Creates a volume backup.

Positional arguments:
  <volume>              Name or ID of volume to backup.

Optional arguments:
  --container <container>
                        Backup container name. Default=None.
  --name <name>         Backup name. Default=None.
  --description <description>
                        Backup description. Default=None.
  --incremental         Incremental backup. Default=False.
  --force               Allows or disallows backup of a volume when the volume
                        is attached to an instance. If set to True, backs up
                        the volume whether its status is "available" or "in-
                        use". The backup of an "in-use" volume means your data
                        is crash consistent. Default=False.
  --snapshot-id <snapshot-id>
                        ID of snapshot to backup. Default=None.
[root@vs2-compute-84 ~]# cinder help snapshot-create
usage: cinder snapshot-create [--force [<True|False>]] [--name <name>]
                              [--description <description>]
                              [--metadata [<key=value> [<key=value> ...]]]
                              <volume>

Creates a snapshot.

Positional arguments:
  <volume>              Name or ID of volume to snapshot.

Optional arguments:
  --force [<True|False>]
                        Allows or disallows snapshot of a volume when the
                        volume is attached to an instance. If set to True,
                        ignores the current status of the volume when
                        attempting to snapshot it rather than forcing it to be
                        available. Default=False.
  --name <name>         Snapshot name. Default=None.
  --description <description>
                        Snapshot description. Default=None.
  --metadata [<key=value> [<key=value> ...]]
                        Snapshot metadata key and value pairs. Default=None.

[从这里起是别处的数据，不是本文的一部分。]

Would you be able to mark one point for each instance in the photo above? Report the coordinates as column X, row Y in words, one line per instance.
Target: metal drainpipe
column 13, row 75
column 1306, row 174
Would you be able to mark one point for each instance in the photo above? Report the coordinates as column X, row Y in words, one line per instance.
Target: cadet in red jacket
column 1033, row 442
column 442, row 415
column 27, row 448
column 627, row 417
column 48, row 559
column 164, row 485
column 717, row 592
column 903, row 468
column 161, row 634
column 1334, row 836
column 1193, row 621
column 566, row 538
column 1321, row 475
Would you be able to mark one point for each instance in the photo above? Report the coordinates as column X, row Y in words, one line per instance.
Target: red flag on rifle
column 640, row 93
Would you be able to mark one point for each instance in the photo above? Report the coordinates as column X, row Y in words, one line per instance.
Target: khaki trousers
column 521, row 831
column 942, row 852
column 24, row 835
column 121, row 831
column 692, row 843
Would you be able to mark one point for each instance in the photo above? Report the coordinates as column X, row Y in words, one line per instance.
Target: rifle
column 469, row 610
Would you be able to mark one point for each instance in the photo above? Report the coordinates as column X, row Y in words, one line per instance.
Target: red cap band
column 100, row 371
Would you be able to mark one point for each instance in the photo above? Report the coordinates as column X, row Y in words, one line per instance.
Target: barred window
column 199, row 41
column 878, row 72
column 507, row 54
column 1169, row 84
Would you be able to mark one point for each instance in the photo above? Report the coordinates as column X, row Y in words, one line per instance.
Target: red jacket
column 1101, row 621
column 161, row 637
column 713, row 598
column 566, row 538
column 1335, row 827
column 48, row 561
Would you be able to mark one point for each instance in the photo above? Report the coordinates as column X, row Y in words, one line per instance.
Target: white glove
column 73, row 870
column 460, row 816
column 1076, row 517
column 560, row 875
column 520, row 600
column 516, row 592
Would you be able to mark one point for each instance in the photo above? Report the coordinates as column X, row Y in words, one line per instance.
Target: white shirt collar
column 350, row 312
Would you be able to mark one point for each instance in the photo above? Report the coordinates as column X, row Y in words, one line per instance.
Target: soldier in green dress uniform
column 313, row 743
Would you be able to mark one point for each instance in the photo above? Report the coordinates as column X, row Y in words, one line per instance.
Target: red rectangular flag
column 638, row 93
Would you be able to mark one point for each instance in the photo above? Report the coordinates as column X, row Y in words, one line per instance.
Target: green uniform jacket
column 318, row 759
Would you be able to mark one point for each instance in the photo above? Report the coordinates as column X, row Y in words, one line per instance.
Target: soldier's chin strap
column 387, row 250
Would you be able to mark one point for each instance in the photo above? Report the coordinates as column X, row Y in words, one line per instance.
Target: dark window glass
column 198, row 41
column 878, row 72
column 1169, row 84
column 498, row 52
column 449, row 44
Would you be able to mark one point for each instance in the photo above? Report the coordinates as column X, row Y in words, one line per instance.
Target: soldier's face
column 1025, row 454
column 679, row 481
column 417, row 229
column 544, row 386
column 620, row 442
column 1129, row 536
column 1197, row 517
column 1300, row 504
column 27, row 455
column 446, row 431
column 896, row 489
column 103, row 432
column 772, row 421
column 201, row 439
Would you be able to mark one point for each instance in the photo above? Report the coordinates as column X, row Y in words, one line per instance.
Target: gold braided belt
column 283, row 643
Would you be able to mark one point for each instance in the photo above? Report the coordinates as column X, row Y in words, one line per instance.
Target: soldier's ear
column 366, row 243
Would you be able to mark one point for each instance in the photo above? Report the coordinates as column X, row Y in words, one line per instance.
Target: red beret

先看create,创建卷,支持多种参数,比如创建裸卷、从snapshot创建卷、从已有的volume创建卷等。

    def execute(self, context, volume_ref, volume_spec):
        ......
        if create_type == 'raw':
            model_update = self._create_raw_volume(volume_ref=volume_ref,
                                                   **volume_spec)
        elif create_type == 'snap':  ## 从snap创建卷
            model_update = self._create_from_snapshot(context,
                                                      volume_ref=volume_ref,
                                                      **volume_spec)
        elif create_type == 'source_vol':  ## 从已有的卷创建新卷
            model_update = self._create_from_source_volume(
                context, volume_ref=volume_ref, **volume_spec)
        elif create_type == 'source_replica':
            model_update = self._create_from_source_replica(
                context, volume_ref=volume_ref, **volume_spec)
        elif create_type == 'image':
            model_update = self._create_from_image(context,
                                                   volume_ref=volume_ref,
                                                   **volume_spec)
        else:
            raise exception.VolumeTypeNotFound(volume_type_id=create_type)

        ......
        return volume_ref

上面忽略了很多taskflow,直接到了cinder.volume.flows.manager.create_volume.CreateVolumeFromSpecTask#execute,cinder里面用到的taskflow一般都是linear类型的,顺序执行,只要一个一个看过去就行了,一般都包含一个参数解析的task,如cinder.volume.flows.manager.create_volume.ExtractVolumeSpecTask,解析出来的参数传递给下一个task使用,最后run起来,正常执行execute,有异常的话就执行revert方法。关于OpenStack的taskflow介绍:https://docs.openstack.org/taskflow/latest/

创建卷的api文档(v2版本,v3也类似):https://developer.openstack.org/api-ref/block-storage/v2/index.html#create-volume

跟snapshot相关的主要是_create_from_snapshot和_create_from_source_volume,先看第一个:

    def _create_from_snapshot(self, context, volume_ref, snapshot_id,
                              **kwargs):
        volume_id = volume_ref['id']
        snapshot = objects.Snapshot.get_by_id(context, snapshot_id)
        model_update = self.driver.create_volume_from_snapshot(volume_ref,
                                                               snapshot)
        ......
    def create_volume_from_snapshot(self, volume, snapshot):
        """Creates a volume from a snapshot."""
        self._clone(volume, self.configuration.rbd_pool,
                    snapshot.volume_name, snapshot.name)
        if self.configuration.rbd_flatten_volume_from_snapshot:
            self._flatten(self.configuration.rbd_pool, volume.name)
        if int(volume.size):
            self._resize(volume)

    def _flatten(self, pool, volume_name):
        LOG.debug('flattening %(pool)s/%(img)s',
                  dict(pool=pool, img=volume_name))
        with RBDVolumeProxy(self, volume_name, pool) as vol:
            vol.flatten()

    def _clone(self, volume, src_pool, src_image, src_snap):
        LOG.debug('cloning %(pool)s/%(img)s@%(snap)s to %(dst)s',
                  dict(pool=src_pool, img=src_image, snap=src_snap,
                       dst=volume.name))

        chunk_size = self.configuration.rbd_store_chunk_size * units.Mi
        order = int(math.log(chunk_size, 2))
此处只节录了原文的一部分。